We have in ordinary hemiplegia more or less paralysis of the upper facial, the patient not being able to close his eye or to wink quite so well as on the paralyzed side. The forehead may be smoother on the paralyzed side. This condition is usually slight and of short duration, but varies in different cases. Paralysis of the lower facial angle of the mouth and cheek is usually better marked, but not absolute. The corner of the mouth droops, perhaps permits the saliva to escape; the naso-labial fold is less deep, and the glabella deviated away from the paralyzed side. The cheek flaps with respiration. The difference between this facial paralysis connected with hemiplegia and that dependent upon a lesion of the trunk or distribution of the nerve (Bell's), as in caries of the temporal bone or the so-called rheumatic paralysis, is very striking, the latter being so much more complete, and, by affecting the orbicularis palpebrarum so as to prevent closure of the eye, giving a very peculiar expression to the countenance. This distinction between the two portions of the facial seems to make an exception to the rule stated above, since in most persons the movements of the corner of the mouth and of the cheek are quite as closely bilaterally associated as those of the eyelids.
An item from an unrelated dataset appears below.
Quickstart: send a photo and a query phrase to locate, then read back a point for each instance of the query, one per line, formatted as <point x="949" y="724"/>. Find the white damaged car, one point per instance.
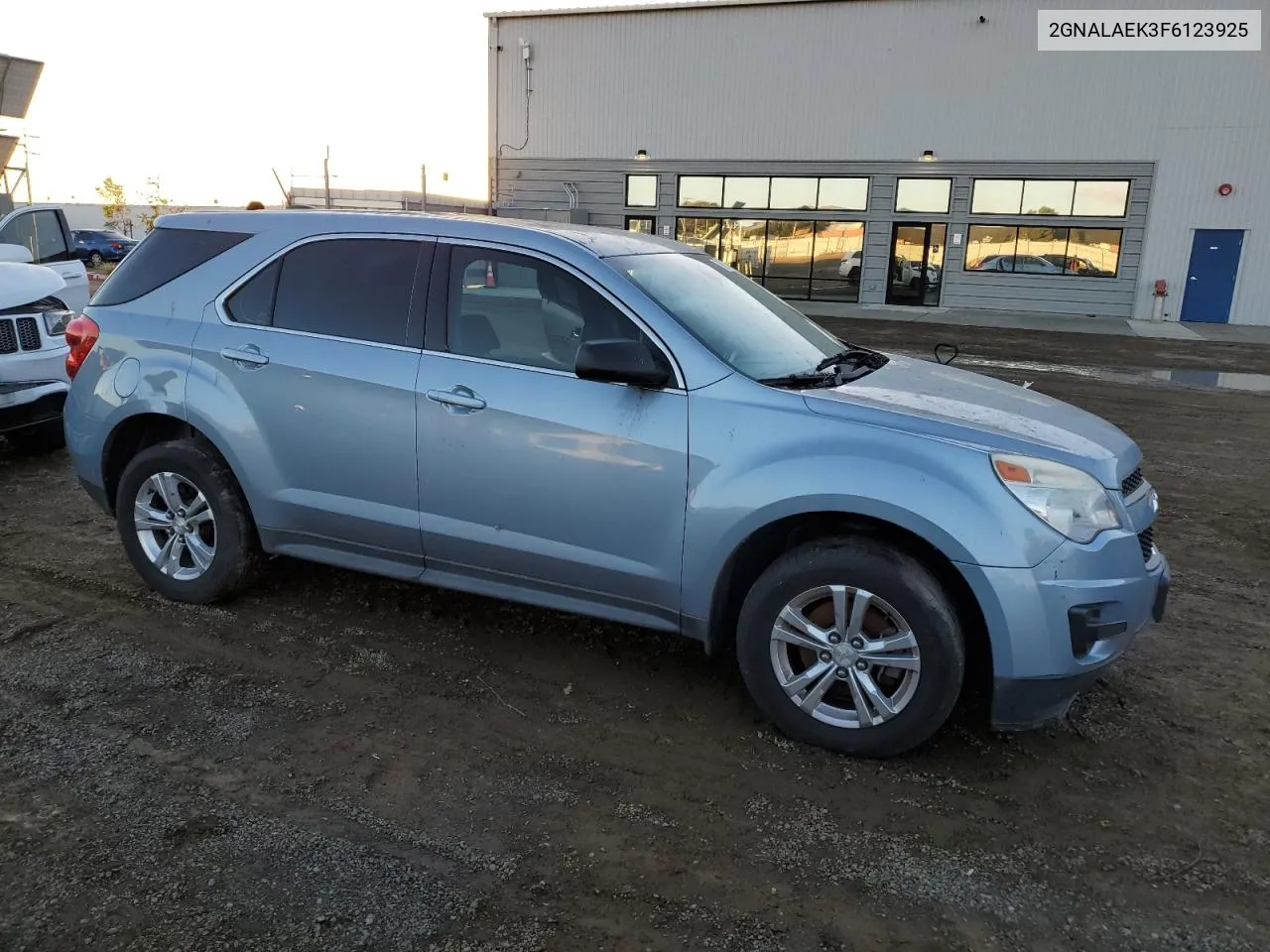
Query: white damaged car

Paralyses of the third, fourth, and sixth pairs upon one side of the body are comparatively rare in hemiplegia, and when present are usually referable to localized lesions in the pons. They are to be looked upon as something superadded to the ordinary hemiplegia. These nerves, however, are affected in the peculiar way already spoken of as conjugate deviation, which phenomenon would seem to denote that muscles accomplishing combined movements in either lateral direction of both eyes, rather than all the muscles of each, are innervated from opposite sides—i.e. that the right rectus externus and the left rectus internus are innervated from the left motor centres, and vice versâ. Exactly the same remark will apply to the muscles of the neck which cause the rotation of the head seen together with the deviation of the eyes. The muscles controlling deviation to one side, although situated upon both sides of the median line, are apparently innervated from the side of the brain toward which the head is turned in paralysis.
The tongue is usually protruded with its point toward the paralyzed side; and this is simply for the reason that it is pushed out instead of pulled, and the stronger muscle thrusts the tongue away from it. The motor portion of the fifth is, according to Broadbent, affected to a certain extent, the bite upon the paralyzed side being less strong.